The effect of Fe3+ on the grain growth kinetics of bridgmanite and implications for the lower mantle seismic velocity anomalies

Abstract

Two large low shear velocity provinces (LLSVPs) near the core-mantle boundary beneath the Pacific Ocean and Africa were discovered about 40 years ago and are characterized by tomographic images as reductions of shear and compression wave velocities by up to 3-4% and 1%, respectively, over an area of several thousand kilometers and a height of more than a thousand kilometers. It was recently proposed that the Fe3+ enrichment in bridgmanite could reduce its shear wave velocity and thus account for the formation of LLSVPs (Wang et al., 2021). However, the viscosity of the Fe3+-enriched bridgmanite is unknown, while it is critical for the long-term stability of LLSVPs at the base of the lower mantle against mantle convection. Considering the operation of diffusion creep in the lower mantle, viscosity will be positively correlated with grain size.
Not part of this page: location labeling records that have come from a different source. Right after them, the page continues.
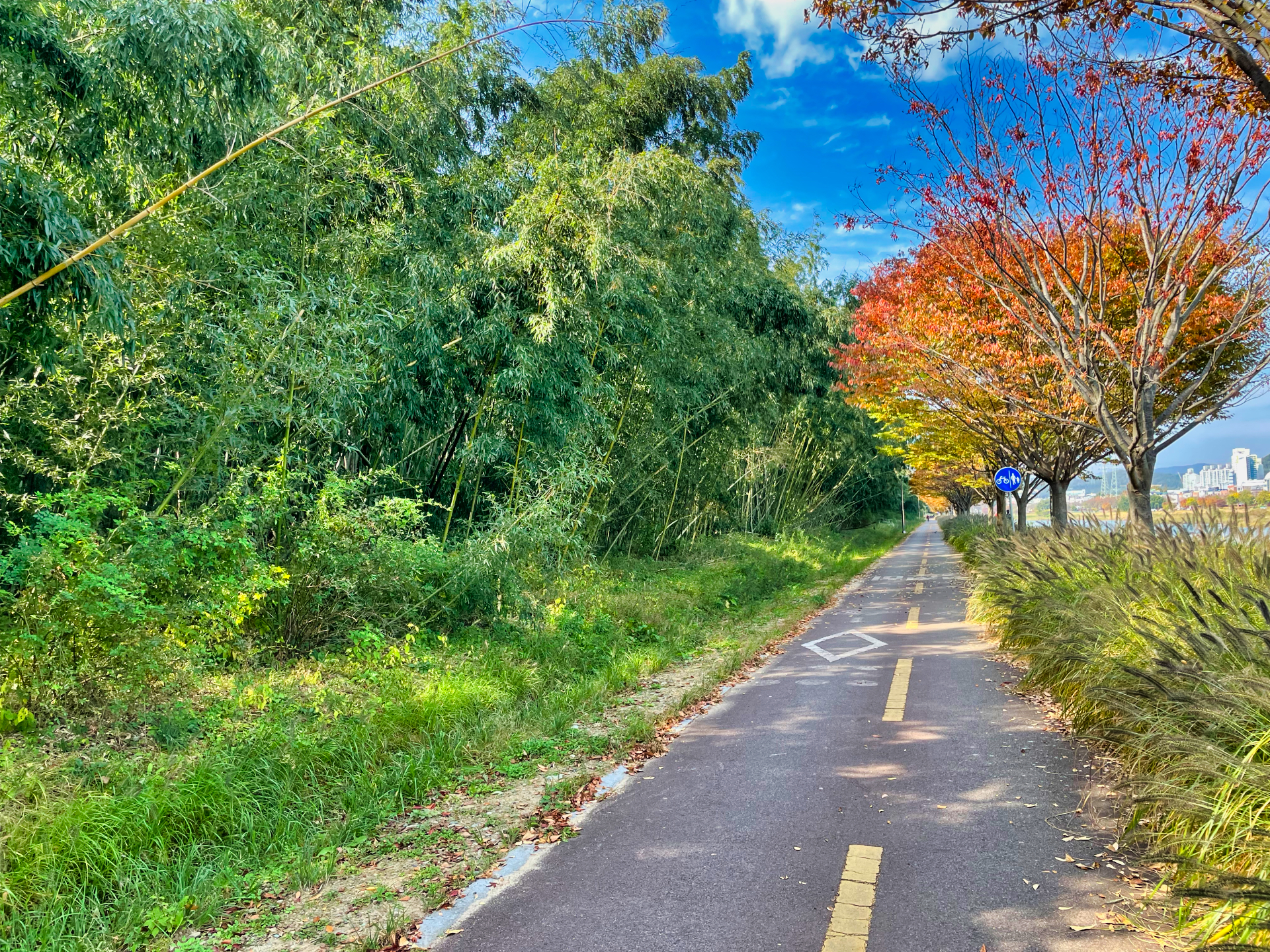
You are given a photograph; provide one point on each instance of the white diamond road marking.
(872, 644)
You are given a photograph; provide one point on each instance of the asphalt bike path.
(874, 787)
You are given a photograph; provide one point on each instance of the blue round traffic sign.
(1007, 479)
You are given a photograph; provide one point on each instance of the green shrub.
(964, 532)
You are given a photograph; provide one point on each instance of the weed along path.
(873, 787)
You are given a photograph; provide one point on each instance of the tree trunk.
(1141, 473)
(1058, 503)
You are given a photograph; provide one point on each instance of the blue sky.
(828, 121)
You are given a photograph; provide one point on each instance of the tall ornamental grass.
(1158, 647)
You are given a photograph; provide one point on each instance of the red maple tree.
(1117, 231)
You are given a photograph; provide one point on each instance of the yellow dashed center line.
(853, 909)
(898, 691)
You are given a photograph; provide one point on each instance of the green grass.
(135, 823)
(1159, 648)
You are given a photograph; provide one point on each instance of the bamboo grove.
(469, 328)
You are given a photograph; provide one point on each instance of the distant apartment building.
(1246, 466)
(1212, 476)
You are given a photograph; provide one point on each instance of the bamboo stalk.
(120, 230)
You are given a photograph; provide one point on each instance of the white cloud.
(781, 20)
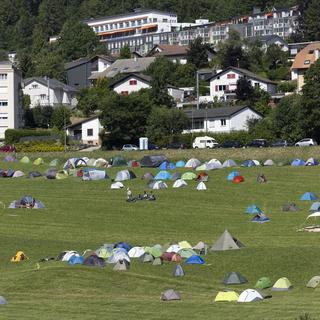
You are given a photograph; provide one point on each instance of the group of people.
(144, 196)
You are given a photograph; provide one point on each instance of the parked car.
(8, 148)
(129, 147)
(306, 142)
(175, 145)
(152, 146)
(280, 143)
(258, 143)
(204, 142)
(232, 144)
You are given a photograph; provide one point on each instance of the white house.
(224, 83)
(87, 131)
(11, 111)
(49, 92)
(134, 82)
(219, 120)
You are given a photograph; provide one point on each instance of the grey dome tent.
(226, 242)
(234, 278)
(153, 161)
(178, 271)
(170, 295)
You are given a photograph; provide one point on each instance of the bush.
(39, 147)
(13, 136)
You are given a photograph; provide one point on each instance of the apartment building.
(11, 111)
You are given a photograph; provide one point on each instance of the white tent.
(117, 185)
(201, 186)
(136, 252)
(179, 183)
(268, 162)
(250, 295)
(192, 163)
(174, 248)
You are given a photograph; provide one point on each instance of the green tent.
(38, 161)
(54, 163)
(189, 176)
(157, 262)
(118, 161)
(234, 278)
(25, 159)
(187, 253)
(263, 283)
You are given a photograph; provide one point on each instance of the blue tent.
(194, 259)
(123, 245)
(163, 175)
(309, 196)
(260, 218)
(298, 163)
(76, 259)
(232, 174)
(253, 209)
(315, 206)
(248, 163)
(165, 165)
(180, 164)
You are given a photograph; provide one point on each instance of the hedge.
(13, 136)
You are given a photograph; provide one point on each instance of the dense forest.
(25, 25)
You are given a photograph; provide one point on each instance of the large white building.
(11, 109)
(49, 92)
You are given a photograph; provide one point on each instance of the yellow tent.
(282, 284)
(226, 296)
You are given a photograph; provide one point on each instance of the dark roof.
(137, 12)
(81, 61)
(53, 83)
(224, 112)
(142, 77)
(245, 73)
(82, 121)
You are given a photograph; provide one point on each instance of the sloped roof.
(141, 77)
(136, 65)
(53, 83)
(224, 112)
(244, 72)
(306, 54)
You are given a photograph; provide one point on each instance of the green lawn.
(84, 215)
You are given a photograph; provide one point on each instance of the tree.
(163, 123)
(125, 52)
(61, 117)
(77, 40)
(244, 89)
(198, 53)
(287, 118)
(311, 101)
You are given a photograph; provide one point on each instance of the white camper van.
(204, 142)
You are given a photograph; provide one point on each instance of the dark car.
(280, 143)
(176, 145)
(7, 148)
(258, 143)
(232, 144)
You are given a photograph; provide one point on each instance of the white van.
(204, 142)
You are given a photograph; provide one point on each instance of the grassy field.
(83, 215)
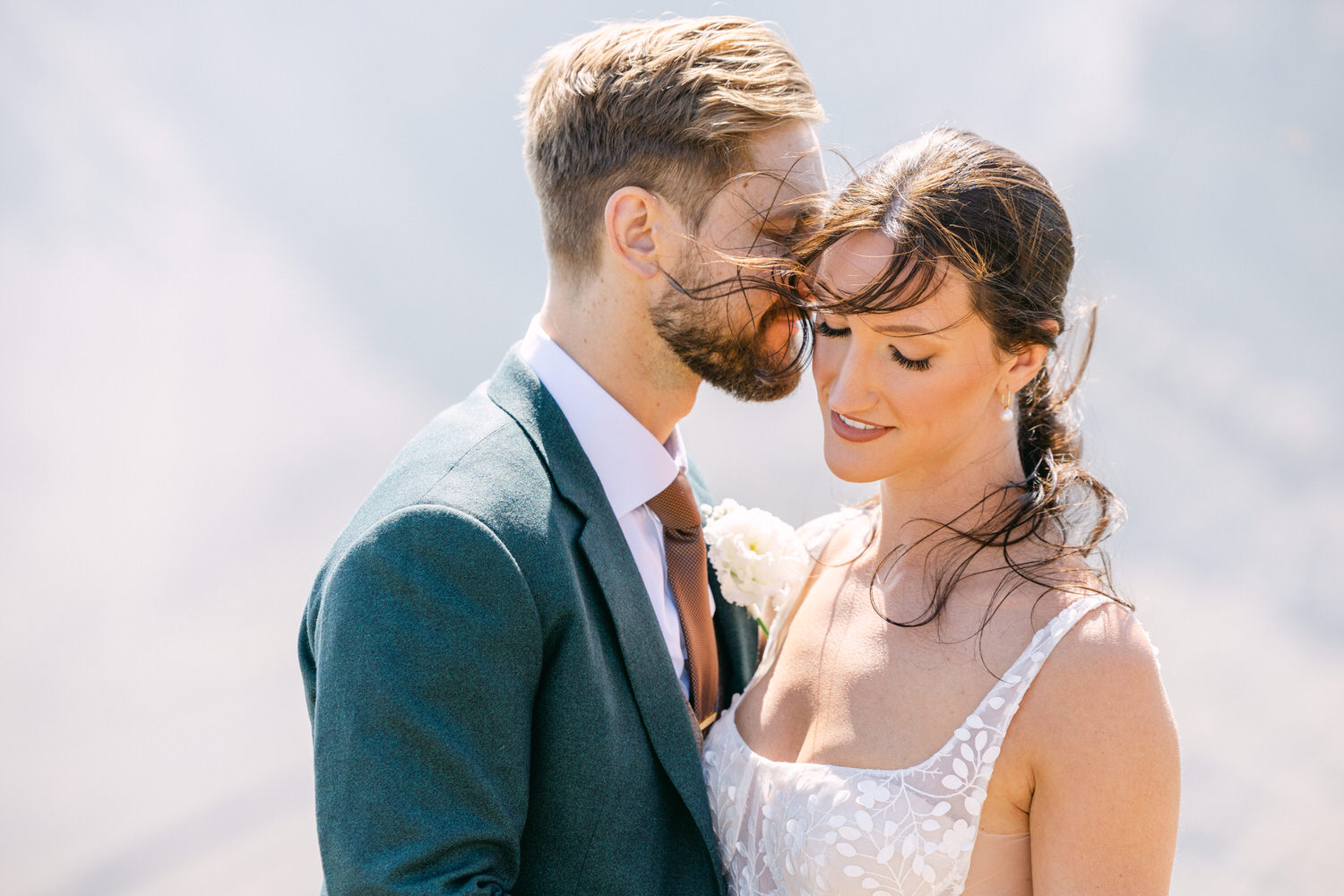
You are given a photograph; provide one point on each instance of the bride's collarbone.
(852, 689)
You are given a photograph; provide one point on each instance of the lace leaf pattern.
(788, 829)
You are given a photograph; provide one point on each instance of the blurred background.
(249, 249)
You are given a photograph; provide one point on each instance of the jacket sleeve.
(427, 651)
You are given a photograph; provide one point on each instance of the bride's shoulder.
(1104, 667)
(849, 524)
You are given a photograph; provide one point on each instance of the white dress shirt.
(631, 463)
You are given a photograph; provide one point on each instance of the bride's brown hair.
(954, 199)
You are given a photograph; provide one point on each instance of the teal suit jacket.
(492, 702)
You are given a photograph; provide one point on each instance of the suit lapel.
(658, 694)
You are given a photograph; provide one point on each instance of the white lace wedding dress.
(800, 829)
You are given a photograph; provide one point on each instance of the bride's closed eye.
(822, 328)
(827, 331)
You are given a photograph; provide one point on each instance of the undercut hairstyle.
(953, 201)
(668, 105)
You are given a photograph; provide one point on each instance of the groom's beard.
(757, 360)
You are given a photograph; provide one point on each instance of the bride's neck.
(965, 497)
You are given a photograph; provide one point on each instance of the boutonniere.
(758, 557)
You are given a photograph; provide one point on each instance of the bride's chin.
(851, 471)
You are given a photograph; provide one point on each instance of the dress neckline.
(1011, 677)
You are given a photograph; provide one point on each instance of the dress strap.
(816, 536)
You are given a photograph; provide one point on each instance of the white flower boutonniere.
(758, 557)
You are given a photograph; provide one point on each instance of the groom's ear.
(639, 230)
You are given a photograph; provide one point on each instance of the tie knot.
(676, 508)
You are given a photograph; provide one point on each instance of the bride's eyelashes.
(822, 328)
(909, 363)
(825, 331)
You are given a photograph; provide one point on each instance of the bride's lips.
(854, 433)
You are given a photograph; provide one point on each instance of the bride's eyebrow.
(908, 330)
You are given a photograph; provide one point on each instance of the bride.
(956, 702)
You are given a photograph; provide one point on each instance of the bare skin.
(601, 319)
(1090, 763)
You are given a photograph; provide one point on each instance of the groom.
(513, 650)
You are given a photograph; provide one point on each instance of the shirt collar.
(629, 461)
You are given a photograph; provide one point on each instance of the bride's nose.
(851, 382)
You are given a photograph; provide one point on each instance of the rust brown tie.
(688, 573)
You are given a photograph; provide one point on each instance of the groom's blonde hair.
(667, 105)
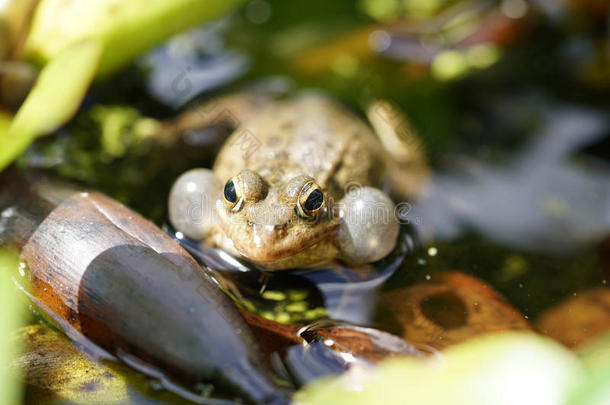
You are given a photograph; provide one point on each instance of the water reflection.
(546, 198)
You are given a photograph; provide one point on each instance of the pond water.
(520, 192)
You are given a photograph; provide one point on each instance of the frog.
(299, 182)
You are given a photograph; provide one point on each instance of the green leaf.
(10, 391)
(595, 390)
(56, 96)
(502, 369)
(125, 28)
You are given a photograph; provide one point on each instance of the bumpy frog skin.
(267, 170)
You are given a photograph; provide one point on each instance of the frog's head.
(271, 222)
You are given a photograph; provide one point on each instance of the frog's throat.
(311, 249)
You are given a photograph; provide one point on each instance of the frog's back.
(309, 135)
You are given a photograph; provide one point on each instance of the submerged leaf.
(58, 93)
(125, 28)
(509, 368)
(10, 316)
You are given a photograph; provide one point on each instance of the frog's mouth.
(268, 245)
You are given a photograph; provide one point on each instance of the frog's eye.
(311, 199)
(233, 195)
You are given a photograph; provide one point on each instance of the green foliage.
(124, 28)
(53, 100)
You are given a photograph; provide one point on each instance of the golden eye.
(311, 200)
(233, 194)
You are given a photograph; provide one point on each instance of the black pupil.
(230, 194)
(314, 201)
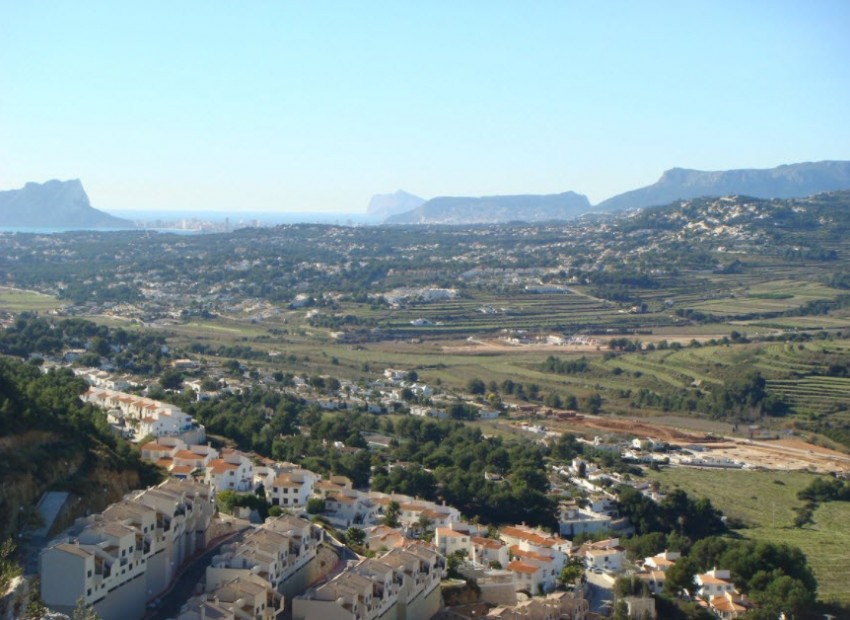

Therefore, we measured the grain growth rate of bridgmanite under lower mantle conditions as a function of Fe3+ content. The experimental results show a significant enhancement of grain growth by Fe3+ incorporation. Thus, a larger grain size of bridgmanite is expected in the Fe3+-enriched LLSVPs than in the Fe3+-poor surrounding mantle, leading to highly viscous LLSVPs. As a result, they are stabilized at the base of the lower mantle over geological time.